Sebagian besar postingan di FB Group tersebut adalah menyampaikan tentang biaya imunisasi yang mahal di DSA, kemudian mereka mencari tahu jika dibandingkan dengan imunisasi di Puskesmas dan Bidan. Dari membaca beberapa thread di grup tersebut, akhirnya saya mantap untuk imunisasi Dimas selanjutnya cukup di Bidan saja.
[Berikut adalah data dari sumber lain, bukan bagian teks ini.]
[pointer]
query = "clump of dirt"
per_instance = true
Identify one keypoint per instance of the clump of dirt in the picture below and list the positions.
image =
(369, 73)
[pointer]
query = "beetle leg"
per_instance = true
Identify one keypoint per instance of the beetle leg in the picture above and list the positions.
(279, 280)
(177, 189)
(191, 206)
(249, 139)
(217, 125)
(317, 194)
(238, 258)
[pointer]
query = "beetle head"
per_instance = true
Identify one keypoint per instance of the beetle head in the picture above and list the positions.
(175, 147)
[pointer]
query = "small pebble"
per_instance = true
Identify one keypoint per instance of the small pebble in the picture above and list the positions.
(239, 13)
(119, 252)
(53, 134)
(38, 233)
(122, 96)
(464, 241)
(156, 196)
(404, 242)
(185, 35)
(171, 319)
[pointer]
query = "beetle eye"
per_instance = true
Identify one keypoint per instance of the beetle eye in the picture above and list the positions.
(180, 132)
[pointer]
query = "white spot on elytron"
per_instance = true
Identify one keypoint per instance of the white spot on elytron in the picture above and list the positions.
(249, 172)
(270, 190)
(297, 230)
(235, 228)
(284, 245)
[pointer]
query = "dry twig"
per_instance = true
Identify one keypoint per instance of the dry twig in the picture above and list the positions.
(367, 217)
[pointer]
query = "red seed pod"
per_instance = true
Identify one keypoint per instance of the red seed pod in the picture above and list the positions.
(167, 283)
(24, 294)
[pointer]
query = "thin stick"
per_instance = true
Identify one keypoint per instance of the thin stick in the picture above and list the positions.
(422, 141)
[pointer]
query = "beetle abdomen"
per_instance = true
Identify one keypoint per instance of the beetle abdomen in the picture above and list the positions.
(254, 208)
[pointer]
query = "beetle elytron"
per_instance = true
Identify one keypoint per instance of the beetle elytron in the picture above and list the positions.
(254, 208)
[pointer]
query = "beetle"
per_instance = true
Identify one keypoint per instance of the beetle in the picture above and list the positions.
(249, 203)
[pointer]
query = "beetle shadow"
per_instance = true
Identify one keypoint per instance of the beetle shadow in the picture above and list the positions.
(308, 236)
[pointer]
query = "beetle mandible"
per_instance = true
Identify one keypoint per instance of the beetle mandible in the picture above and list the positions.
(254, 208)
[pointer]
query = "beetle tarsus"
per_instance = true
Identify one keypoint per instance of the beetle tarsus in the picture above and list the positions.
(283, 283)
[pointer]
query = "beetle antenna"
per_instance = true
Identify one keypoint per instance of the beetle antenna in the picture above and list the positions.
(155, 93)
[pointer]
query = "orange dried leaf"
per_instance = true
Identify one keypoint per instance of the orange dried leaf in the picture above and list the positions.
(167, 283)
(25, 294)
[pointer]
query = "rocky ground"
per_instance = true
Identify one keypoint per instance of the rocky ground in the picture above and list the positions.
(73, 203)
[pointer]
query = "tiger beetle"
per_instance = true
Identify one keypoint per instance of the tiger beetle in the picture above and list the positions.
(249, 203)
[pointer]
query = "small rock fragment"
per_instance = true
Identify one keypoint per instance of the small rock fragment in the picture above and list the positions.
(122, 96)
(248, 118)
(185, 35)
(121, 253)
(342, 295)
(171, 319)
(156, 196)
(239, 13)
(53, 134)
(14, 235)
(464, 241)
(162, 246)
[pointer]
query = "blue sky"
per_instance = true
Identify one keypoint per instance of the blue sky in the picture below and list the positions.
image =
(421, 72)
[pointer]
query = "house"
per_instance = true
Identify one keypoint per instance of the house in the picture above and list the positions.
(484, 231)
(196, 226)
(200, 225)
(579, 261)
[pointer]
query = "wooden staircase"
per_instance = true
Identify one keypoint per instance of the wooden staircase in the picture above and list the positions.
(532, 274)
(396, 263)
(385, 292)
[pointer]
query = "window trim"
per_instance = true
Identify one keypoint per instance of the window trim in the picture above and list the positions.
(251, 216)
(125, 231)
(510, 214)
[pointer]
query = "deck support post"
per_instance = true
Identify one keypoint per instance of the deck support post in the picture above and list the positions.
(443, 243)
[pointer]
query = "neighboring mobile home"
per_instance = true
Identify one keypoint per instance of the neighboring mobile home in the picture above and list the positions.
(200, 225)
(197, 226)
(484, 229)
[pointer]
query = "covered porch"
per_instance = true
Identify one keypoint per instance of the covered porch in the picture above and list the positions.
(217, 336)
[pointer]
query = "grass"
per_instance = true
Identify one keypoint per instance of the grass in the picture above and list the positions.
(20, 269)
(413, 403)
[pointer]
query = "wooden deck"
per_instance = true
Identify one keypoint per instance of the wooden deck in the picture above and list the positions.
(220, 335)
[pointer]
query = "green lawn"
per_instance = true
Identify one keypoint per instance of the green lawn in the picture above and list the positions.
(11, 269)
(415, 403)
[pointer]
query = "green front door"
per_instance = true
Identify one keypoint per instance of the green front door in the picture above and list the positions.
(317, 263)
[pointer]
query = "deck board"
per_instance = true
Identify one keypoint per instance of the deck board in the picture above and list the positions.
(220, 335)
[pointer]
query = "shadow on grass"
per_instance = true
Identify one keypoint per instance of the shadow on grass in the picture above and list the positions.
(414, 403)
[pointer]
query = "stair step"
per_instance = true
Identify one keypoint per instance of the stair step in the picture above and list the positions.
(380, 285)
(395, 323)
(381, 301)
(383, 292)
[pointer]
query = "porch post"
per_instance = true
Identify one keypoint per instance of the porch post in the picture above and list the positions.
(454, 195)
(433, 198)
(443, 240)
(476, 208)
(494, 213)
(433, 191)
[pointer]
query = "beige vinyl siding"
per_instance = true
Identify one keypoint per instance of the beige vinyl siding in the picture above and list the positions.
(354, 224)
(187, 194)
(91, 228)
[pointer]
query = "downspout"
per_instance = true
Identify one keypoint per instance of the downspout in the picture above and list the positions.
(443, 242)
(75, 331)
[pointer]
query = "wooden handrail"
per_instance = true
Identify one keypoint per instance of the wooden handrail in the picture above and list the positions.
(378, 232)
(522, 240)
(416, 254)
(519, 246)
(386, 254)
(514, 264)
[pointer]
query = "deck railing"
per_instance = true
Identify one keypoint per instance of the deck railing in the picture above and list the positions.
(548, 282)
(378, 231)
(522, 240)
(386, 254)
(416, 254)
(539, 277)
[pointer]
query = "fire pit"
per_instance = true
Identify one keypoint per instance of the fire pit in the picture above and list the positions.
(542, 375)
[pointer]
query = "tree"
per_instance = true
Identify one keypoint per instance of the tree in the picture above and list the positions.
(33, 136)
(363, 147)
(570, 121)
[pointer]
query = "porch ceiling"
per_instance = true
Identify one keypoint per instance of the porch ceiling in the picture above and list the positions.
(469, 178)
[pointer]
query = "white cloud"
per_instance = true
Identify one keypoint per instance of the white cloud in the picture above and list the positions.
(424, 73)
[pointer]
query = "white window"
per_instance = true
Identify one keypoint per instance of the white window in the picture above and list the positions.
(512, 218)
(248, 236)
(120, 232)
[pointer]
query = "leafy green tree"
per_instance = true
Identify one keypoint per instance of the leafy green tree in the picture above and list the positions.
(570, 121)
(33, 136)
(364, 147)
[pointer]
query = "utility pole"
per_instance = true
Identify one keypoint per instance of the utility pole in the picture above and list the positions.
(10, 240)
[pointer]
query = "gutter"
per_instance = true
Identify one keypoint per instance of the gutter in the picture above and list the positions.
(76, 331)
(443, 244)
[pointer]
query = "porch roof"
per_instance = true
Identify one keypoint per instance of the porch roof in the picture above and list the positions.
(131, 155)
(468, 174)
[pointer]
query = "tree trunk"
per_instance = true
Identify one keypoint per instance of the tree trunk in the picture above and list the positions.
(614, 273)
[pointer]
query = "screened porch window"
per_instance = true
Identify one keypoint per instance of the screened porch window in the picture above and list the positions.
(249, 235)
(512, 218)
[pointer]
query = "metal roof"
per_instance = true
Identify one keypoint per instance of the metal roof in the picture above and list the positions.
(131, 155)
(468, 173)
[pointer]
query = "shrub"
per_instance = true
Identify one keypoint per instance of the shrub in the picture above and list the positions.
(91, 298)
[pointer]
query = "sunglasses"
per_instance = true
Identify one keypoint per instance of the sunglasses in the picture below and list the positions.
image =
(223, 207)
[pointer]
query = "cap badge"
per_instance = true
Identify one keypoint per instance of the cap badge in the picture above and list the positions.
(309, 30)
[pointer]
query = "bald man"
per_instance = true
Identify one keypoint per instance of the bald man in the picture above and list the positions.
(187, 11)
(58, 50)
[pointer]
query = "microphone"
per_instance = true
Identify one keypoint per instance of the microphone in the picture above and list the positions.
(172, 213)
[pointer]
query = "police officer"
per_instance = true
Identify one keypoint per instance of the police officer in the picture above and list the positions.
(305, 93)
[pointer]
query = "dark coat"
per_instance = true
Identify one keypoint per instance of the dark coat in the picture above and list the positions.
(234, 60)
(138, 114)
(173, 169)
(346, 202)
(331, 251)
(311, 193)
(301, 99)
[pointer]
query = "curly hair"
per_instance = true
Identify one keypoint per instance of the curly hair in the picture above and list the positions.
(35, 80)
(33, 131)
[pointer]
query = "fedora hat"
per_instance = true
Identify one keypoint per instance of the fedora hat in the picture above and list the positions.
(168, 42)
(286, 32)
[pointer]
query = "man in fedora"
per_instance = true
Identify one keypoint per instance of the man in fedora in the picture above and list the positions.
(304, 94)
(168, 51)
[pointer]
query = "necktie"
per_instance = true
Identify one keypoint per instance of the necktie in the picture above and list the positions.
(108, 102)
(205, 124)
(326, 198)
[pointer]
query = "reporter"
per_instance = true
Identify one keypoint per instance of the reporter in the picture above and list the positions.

Kebetulan di dekat sekolah Satria ada Bidan Delima yang praktek yaitu Bidan Dini Melani. Langsung saja jauh-jauh hari saya sudah menghubungi beliau dan menanyakan jadwal imunisasi di awal bulan Februari. Beliau menjawab hari Minggu jam 7 pagi di minggu pertama. Wahhh.. pas banget dengan jadwalnya Dimas yang seharusnya tanggal 2. Jadilah Minggu pagi 4 Februari 2018 adalah pertama kalinya Dimas imunisasi di Bidan Dini Melani. Kali ini imunisasi Polio 2 dan imunisasi combo DPT+HB+Hib 2.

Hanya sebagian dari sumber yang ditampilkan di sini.